The Theme of Exile in Naipaul’s Fiction
Keywords:
Naipaul’s Fiction, exile, multi-culture, post- colonialAbstract
In the 20th century no one has gone to Naipaul’s lengths to cultivable such an emphatic link between the literary theme of exile and his personal literary, nor has anyone so consistently played off that connection in the body of his or her work. Naipaul is generally considered as the most comprehensively uprooted of twentieth century writers and the most bereft of national affiliations. He is regarded as one of the greatest writers of the theme of exile. Naipaul’s moralistic writing can be seen as a process of identity recovery undergoing a series of transformations: he denies or negates his Caribbean homeland, adopts a stage of mimicry in England searches for his cultural roots in India, and finally reconstructs his identity out of his multi-cultural particularity and uniqueness. His writing career comes in four stages: 1) alienation 2) colonial predicament 3) cultural heritage in India and 4) writing for self-definition. By accepting his homelessness and statelessness he recreates a new identity in exile. He makes a voice not only for himself but also for other marginalized people.
V.S. Naipaul is one of the finest writers of the post- colonial era.

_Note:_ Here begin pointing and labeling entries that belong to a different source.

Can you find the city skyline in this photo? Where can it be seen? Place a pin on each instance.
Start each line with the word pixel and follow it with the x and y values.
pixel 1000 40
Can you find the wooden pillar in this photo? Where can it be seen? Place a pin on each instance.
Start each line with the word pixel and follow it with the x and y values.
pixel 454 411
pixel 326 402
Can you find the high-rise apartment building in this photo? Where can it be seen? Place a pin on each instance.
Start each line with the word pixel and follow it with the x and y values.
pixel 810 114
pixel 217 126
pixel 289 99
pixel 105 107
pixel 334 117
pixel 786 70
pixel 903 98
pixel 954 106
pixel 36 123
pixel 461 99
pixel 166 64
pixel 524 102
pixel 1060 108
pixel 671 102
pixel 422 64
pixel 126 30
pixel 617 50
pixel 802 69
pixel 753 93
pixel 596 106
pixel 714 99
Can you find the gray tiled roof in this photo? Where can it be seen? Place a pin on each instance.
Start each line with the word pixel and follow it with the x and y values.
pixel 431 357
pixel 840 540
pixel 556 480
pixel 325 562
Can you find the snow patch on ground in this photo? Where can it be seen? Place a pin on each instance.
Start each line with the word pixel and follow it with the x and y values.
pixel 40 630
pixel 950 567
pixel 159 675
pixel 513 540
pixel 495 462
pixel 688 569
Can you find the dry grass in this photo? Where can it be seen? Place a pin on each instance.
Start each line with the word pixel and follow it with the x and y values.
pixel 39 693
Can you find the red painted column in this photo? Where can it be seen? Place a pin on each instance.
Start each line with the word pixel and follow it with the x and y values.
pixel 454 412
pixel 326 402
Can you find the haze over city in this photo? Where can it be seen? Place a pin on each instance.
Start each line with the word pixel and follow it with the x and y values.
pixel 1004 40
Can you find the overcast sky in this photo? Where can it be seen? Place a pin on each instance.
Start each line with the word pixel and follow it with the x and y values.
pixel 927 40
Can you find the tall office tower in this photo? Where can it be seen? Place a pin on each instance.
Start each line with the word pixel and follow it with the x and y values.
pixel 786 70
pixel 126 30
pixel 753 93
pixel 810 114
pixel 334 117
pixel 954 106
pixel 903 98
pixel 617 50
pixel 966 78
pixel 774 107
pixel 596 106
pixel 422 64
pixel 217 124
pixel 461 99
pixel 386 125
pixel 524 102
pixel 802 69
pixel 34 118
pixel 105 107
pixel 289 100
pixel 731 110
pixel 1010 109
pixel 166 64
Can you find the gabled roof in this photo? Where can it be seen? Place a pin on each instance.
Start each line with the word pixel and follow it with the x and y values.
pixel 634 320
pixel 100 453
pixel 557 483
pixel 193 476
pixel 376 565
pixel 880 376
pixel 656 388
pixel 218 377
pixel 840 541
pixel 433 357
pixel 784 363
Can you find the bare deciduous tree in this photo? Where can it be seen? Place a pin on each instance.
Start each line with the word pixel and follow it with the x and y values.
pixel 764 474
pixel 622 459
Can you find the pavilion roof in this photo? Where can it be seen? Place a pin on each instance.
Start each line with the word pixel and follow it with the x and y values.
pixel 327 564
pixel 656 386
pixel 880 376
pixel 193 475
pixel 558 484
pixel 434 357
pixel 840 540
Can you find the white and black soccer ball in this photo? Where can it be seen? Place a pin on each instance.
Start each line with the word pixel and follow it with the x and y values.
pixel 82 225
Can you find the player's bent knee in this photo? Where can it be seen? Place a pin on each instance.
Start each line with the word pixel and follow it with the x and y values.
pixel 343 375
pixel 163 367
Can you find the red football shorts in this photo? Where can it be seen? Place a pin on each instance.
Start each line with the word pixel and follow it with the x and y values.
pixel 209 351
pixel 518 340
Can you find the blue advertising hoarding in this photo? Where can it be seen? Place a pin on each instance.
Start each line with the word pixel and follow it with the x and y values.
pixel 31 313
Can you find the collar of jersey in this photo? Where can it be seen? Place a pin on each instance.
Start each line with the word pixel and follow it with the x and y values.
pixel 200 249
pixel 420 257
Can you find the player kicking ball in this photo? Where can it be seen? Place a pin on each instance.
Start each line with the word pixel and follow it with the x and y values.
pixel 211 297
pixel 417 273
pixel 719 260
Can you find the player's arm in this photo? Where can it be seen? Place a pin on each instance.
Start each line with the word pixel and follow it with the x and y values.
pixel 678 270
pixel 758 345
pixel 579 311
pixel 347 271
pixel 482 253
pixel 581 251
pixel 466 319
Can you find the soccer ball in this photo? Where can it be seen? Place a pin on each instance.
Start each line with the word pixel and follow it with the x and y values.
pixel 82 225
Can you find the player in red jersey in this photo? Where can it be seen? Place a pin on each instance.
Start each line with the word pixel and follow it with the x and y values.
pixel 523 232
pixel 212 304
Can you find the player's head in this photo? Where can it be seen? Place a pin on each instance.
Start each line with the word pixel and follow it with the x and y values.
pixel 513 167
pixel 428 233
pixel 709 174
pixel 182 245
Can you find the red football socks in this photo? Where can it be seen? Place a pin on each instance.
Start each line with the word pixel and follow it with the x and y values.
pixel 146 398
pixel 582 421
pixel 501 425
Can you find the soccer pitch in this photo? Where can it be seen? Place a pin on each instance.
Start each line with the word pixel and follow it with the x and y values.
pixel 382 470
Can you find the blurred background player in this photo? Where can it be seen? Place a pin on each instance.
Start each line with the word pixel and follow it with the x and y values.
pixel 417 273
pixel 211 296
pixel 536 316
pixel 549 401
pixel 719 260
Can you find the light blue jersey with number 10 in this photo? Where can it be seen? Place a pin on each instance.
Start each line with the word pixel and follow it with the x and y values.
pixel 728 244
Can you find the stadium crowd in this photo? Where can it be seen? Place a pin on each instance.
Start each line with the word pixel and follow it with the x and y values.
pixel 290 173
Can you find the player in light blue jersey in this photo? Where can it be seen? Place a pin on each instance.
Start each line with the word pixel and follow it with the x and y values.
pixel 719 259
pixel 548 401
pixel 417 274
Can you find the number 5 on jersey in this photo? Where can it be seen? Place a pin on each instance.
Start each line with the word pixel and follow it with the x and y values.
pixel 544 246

Chief among the views on him is the recognition that at his finest, in books as varied as A House for Mr. Biswas, The Loss of EI Dorado and The Enigma of Arrival, Naipaul commands a unique style. Even Dereck Walcolt, a frequent critic of his ideas, hails him as the finest writer of the English sentence. Nor can one fail to admire Naipaul’s faithfulness to exacting standards of productivity. Many readers would concur that Biswas, a tragicomic novel of epic scope delivered at age twenty nine, remains his most remarkable work. Nothing since has equalled the inventiveness and emotional generosity of that homage to this father’s misfortunes in the straightened circumstances of colonial Trinidad.